This is the mail archive of the
libc-alpha@sourceware.org
mailing list for the glibc project.
Re: [PING^6][PATCH v12] Locales: Cyrillic -> ASCII transliteration [BZ #2872]
- From: Carlos O'Donell <codonell at redhat dot com>
- To: Egor Kobylkin <egor at kobylkin dot com>, Marko Myllynen <myllynen at redhat dot com>, libc-alpha at sourceware dot org, libc-locales at sourceware dot org, Carlos O'Donell <carlos at redhat dot com>, Siddhesh Poyarekar <siddhesh at gotplt dot org>, Rafal Luzynski <digitalfreak at lingonborough dot com>
- Cc: Mike Fabian <mfabian at redhat dot com>
- Date: Tue, 16 Apr 2019 13:58:33 -0400
- Subject: Re: [PING^6][PATCH v12] Locales: Cyrillic -> ASCII transliteration [BZ #2872]
- References: <41532e13-a63d-5df1-ab37-05eb4d6c8d0a@kobylkin.com> <20180412224352.GB2911@altlinux.org> <7cdd817a-4a47-201a-8eeb-87db324104b3@kobylkin.com> <8923a5a0-65c8-4784-6d7d-f3571933dcb5@redhat.com> <4ebfdba5-41c1-3465-0b01-9152d6417350@redhat.com> <5aa900a3-b6ce-66c9-d2b5-fcc71e764154@kobylkin.com>
On 4/16/19 1:06 PM, Egor Kobylkin wrote:
Just FYI, this what I was testing: ./testrun.sh /usr/bin/iconv -f UTF-8 -t ASCII//TRANSLIT <<< "ЁЂЃЄЅІЇЈЉЊЋЌЎЏАБВГДЕЖЗИЙКЛМНОПРСТУУ́ФХЦЧШЩЪЫЬЭЮЯабвгдежзийклмнопрстуу́фхцчшщъыьэюяёђѓєѕіїјљњћќўџѪѫѲѳѴѵҌҍ ҐґҒғҔҕҖҗҚқҞҟҢңҤҥҦҧҨҩҪҫҬҭҮүҲҳҴҵҺһҼҽҾҿӀӁӂӋӌӐӑӒӓӖӗӘәӜӝӞӟӠӡӤӥӦӧӨөӰӱӲӳӴӵӸӹ’"

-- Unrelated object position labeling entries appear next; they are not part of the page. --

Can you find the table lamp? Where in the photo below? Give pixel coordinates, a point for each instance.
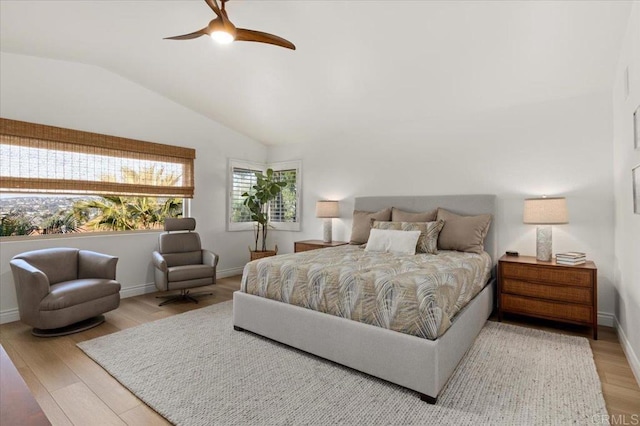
(545, 212)
(327, 210)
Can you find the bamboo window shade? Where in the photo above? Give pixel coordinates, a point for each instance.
(47, 159)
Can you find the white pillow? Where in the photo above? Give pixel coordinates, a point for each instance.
(392, 241)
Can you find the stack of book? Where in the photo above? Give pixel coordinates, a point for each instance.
(571, 258)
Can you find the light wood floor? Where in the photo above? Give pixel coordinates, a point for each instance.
(73, 390)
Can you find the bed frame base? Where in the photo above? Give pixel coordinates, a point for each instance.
(415, 363)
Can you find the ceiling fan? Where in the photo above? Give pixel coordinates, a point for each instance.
(223, 31)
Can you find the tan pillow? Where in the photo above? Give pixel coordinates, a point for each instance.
(428, 241)
(362, 224)
(398, 215)
(463, 233)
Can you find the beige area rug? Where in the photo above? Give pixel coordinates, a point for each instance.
(194, 369)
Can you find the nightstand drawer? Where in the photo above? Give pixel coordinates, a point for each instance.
(546, 309)
(556, 275)
(298, 247)
(560, 293)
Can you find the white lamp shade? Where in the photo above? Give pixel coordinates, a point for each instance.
(545, 211)
(327, 209)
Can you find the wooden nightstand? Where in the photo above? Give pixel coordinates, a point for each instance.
(307, 245)
(548, 290)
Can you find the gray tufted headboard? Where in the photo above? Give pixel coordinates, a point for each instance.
(459, 204)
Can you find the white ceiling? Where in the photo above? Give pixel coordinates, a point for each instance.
(356, 63)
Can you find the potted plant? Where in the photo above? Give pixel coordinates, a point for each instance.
(257, 201)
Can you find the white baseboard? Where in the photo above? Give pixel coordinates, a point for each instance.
(632, 357)
(606, 319)
(10, 315)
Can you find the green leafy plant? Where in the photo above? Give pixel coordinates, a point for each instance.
(15, 223)
(266, 189)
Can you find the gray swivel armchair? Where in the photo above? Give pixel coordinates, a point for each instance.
(64, 290)
(180, 262)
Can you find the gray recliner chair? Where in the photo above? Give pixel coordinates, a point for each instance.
(64, 290)
(181, 263)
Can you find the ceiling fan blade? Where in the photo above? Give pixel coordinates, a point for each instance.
(260, 37)
(189, 36)
(213, 4)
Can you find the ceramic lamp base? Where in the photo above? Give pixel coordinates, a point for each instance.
(543, 243)
(328, 225)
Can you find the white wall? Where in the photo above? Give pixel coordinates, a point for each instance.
(627, 224)
(560, 148)
(89, 98)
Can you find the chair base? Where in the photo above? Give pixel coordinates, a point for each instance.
(69, 329)
(184, 296)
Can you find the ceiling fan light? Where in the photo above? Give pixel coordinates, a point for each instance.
(222, 37)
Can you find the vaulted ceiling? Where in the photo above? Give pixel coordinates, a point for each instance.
(356, 63)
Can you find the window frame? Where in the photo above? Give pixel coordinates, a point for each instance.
(276, 166)
(16, 134)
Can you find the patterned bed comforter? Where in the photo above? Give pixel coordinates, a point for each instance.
(416, 295)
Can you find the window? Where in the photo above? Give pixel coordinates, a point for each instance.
(55, 180)
(284, 211)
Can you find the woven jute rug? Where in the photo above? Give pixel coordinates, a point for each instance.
(194, 369)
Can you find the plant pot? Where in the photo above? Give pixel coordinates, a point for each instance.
(260, 254)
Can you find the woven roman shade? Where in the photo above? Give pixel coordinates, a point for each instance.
(47, 159)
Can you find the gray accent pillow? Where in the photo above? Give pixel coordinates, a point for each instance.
(398, 215)
(429, 231)
(362, 222)
(463, 233)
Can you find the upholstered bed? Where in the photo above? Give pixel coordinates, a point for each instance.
(419, 358)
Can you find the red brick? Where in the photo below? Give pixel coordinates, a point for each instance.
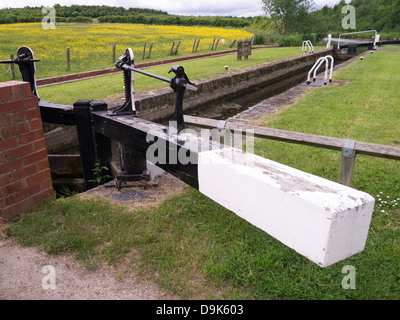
(34, 157)
(40, 176)
(13, 106)
(14, 130)
(9, 166)
(36, 124)
(16, 92)
(39, 145)
(6, 119)
(5, 179)
(7, 201)
(32, 103)
(46, 184)
(19, 151)
(23, 172)
(8, 143)
(5, 94)
(30, 137)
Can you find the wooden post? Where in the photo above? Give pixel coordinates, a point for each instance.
(12, 69)
(144, 51)
(177, 46)
(347, 163)
(194, 45)
(216, 44)
(68, 59)
(151, 47)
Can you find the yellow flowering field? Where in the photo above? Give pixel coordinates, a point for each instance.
(91, 45)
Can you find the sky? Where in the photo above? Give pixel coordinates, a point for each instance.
(238, 8)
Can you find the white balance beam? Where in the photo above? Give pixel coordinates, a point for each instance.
(322, 220)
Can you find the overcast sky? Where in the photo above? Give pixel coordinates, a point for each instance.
(240, 8)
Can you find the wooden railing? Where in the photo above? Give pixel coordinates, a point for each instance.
(349, 148)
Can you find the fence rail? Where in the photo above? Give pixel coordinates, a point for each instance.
(349, 148)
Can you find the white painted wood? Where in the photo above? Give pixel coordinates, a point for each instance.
(320, 219)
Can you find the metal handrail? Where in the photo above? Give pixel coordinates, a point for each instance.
(344, 34)
(307, 44)
(318, 64)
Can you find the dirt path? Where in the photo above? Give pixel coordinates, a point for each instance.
(21, 278)
(22, 275)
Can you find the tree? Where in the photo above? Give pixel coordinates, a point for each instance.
(287, 14)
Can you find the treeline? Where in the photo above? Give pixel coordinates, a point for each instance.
(80, 13)
(179, 20)
(381, 15)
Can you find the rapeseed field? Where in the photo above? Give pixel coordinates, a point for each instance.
(90, 45)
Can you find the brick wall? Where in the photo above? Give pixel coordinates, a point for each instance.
(25, 178)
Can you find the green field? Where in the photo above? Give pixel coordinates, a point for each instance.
(197, 249)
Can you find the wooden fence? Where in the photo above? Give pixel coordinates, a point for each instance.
(349, 148)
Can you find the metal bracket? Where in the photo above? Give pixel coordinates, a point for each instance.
(348, 149)
(221, 125)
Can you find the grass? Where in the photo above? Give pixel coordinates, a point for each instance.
(197, 249)
(110, 86)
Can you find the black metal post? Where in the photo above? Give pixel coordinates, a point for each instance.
(179, 84)
(92, 146)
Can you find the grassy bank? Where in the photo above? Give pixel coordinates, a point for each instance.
(196, 248)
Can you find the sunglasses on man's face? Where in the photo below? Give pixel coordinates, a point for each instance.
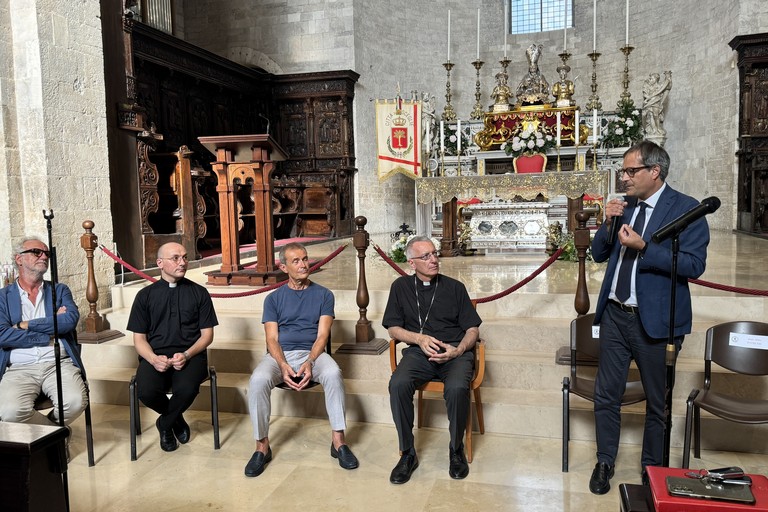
(37, 252)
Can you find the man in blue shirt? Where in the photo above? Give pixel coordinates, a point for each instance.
(297, 322)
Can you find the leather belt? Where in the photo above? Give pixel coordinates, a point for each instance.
(624, 307)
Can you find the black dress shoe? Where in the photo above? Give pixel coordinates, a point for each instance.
(601, 476)
(181, 430)
(404, 469)
(167, 440)
(347, 459)
(458, 467)
(258, 462)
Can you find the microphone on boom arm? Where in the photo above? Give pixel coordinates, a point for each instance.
(613, 230)
(708, 205)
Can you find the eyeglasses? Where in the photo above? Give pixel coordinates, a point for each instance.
(425, 257)
(37, 252)
(631, 171)
(177, 258)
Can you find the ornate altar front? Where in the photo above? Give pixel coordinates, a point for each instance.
(500, 225)
(514, 186)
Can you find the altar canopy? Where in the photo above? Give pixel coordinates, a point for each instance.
(398, 138)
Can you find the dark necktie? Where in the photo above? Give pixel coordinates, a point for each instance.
(624, 282)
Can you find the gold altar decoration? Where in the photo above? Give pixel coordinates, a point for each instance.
(510, 186)
(499, 127)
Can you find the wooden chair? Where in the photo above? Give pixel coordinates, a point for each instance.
(584, 345)
(725, 348)
(42, 402)
(135, 421)
(437, 387)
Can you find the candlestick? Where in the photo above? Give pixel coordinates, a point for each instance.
(449, 35)
(626, 30)
(595, 126)
(594, 26)
(565, 25)
(442, 137)
(477, 110)
(625, 95)
(594, 99)
(478, 34)
(506, 26)
(458, 136)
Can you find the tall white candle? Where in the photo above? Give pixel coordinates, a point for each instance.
(565, 25)
(458, 136)
(594, 26)
(595, 126)
(449, 35)
(478, 34)
(626, 30)
(442, 136)
(576, 129)
(506, 26)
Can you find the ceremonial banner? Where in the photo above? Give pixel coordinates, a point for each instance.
(398, 138)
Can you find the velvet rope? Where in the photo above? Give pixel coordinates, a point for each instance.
(482, 300)
(225, 295)
(727, 288)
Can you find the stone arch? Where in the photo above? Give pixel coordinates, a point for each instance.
(253, 59)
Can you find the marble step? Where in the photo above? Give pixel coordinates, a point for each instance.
(513, 412)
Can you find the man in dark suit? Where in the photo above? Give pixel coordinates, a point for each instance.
(633, 308)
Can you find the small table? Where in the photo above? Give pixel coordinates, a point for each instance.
(636, 498)
(33, 460)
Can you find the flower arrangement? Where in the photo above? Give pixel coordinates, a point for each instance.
(556, 239)
(530, 140)
(626, 129)
(397, 251)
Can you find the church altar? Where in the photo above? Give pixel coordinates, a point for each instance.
(497, 226)
(509, 186)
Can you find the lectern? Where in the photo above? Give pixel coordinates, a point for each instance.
(243, 160)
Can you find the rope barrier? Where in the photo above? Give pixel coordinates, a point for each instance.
(499, 295)
(224, 295)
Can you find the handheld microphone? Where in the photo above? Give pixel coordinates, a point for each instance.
(708, 205)
(613, 230)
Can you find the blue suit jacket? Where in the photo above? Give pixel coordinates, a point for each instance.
(40, 330)
(652, 281)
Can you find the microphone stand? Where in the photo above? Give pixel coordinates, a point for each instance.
(56, 346)
(671, 354)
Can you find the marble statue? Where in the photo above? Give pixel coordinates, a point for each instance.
(533, 88)
(655, 91)
(563, 89)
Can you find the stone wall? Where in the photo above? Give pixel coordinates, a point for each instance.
(53, 129)
(404, 42)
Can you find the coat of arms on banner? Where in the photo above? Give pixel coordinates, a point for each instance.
(398, 137)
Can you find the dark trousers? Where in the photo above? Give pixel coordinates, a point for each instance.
(622, 338)
(414, 370)
(153, 387)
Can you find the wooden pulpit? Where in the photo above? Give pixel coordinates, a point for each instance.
(245, 160)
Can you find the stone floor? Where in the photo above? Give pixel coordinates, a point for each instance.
(509, 472)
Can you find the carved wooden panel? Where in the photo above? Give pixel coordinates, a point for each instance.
(752, 185)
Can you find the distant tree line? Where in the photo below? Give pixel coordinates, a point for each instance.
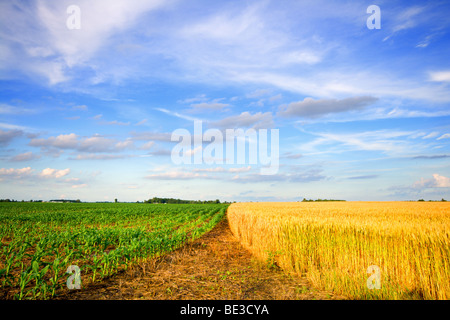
(180, 201)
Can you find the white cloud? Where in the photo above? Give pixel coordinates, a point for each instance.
(212, 106)
(258, 120)
(177, 175)
(311, 108)
(437, 181)
(27, 156)
(15, 173)
(7, 136)
(54, 173)
(91, 144)
(444, 136)
(440, 76)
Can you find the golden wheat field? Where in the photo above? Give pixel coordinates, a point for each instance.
(337, 244)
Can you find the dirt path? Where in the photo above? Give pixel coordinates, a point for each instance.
(213, 267)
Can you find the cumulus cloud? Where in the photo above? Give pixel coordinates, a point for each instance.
(444, 136)
(15, 173)
(27, 172)
(27, 156)
(437, 181)
(54, 173)
(7, 136)
(304, 177)
(310, 108)
(93, 144)
(212, 106)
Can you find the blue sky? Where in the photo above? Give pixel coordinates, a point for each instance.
(88, 113)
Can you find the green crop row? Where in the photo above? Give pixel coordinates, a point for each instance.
(39, 241)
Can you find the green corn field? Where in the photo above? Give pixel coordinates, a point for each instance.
(40, 241)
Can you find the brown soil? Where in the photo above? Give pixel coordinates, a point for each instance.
(214, 267)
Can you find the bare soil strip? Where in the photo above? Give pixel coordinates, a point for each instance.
(214, 267)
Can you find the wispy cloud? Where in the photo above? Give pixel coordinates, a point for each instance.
(310, 108)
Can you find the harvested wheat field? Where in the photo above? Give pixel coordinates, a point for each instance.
(363, 250)
(212, 267)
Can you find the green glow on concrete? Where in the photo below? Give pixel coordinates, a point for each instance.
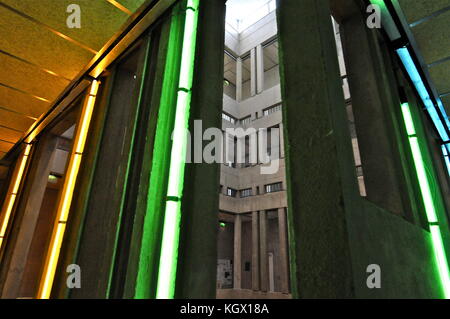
(168, 259)
(408, 119)
(428, 200)
(423, 180)
(441, 258)
(171, 230)
(149, 254)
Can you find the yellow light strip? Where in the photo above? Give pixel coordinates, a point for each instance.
(12, 193)
(51, 262)
(120, 7)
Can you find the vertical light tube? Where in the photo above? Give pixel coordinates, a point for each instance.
(172, 217)
(62, 214)
(12, 194)
(428, 200)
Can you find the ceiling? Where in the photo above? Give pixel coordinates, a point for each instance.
(429, 23)
(40, 55)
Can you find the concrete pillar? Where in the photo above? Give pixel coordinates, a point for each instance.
(284, 259)
(197, 270)
(259, 69)
(263, 261)
(370, 102)
(320, 152)
(253, 72)
(255, 251)
(237, 260)
(239, 79)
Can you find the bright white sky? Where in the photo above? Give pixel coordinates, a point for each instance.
(244, 10)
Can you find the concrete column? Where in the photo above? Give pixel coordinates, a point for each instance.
(253, 72)
(284, 259)
(263, 262)
(369, 91)
(320, 153)
(237, 260)
(239, 79)
(197, 270)
(259, 69)
(255, 251)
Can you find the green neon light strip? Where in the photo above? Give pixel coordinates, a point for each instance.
(150, 245)
(172, 217)
(430, 207)
(441, 259)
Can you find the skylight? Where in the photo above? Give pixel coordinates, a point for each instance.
(241, 14)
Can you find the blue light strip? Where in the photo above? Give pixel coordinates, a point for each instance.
(446, 158)
(411, 68)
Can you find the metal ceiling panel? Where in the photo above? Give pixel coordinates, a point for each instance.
(18, 74)
(9, 135)
(26, 40)
(14, 121)
(22, 103)
(99, 18)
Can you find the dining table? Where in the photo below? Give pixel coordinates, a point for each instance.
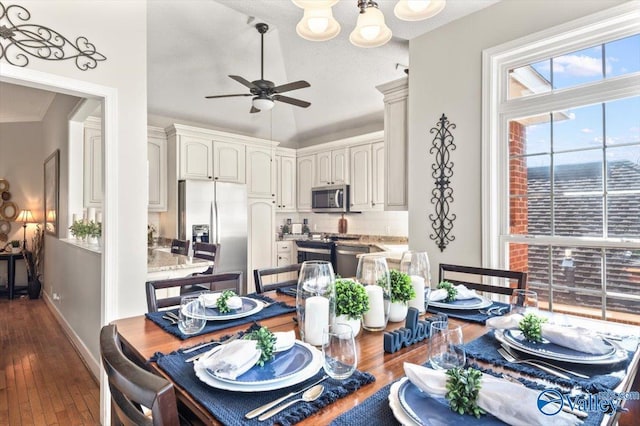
(143, 340)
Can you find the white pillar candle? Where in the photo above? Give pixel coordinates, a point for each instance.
(316, 318)
(374, 317)
(417, 282)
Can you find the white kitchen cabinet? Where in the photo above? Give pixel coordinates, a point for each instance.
(92, 167)
(157, 168)
(306, 171)
(260, 171)
(229, 162)
(285, 183)
(196, 158)
(261, 224)
(332, 167)
(395, 140)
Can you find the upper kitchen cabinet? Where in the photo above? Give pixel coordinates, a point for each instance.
(395, 140)
(332, 167)
(157, 163)
(92, 164)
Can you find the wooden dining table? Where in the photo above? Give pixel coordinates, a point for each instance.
(142, 339)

And this is the expected result ("" added by myself):
"YODJG`YEZ`IYIJL`N`TSHK`U`DHABVGDEZHZIJKLMNOPRSTUU?FXCZCHSHSHHA`Y``E`YUYAabvgdezhzijklmnoprstuu?fxczchshshh``y``e`yuyayodjg`yez`iyijl`n`tshk`u`dhO`o`FHfhYHyhE`e` G`g`GHghGHghZH`zh`K`k`K`k`N`n`NGngP`p`O`o`C`C`T`t`UuH`h`TCZtczSH`sh`CH`ch`CH`ch`iZH`zh`CH`ch`A`a`A`a`E`e`A`a`ZH`zh`Z`z`Z`z`I`i`O`o`O`o`U`u`U`u`CH`ch`Y`y`'"
Thanks.
I was using CyrTranslit (python translater) to review other work done in this area,
but it wasn't very fruitful.
$ python3
Python 3.7.3 (default, Mar 27 2019, 13:36:35)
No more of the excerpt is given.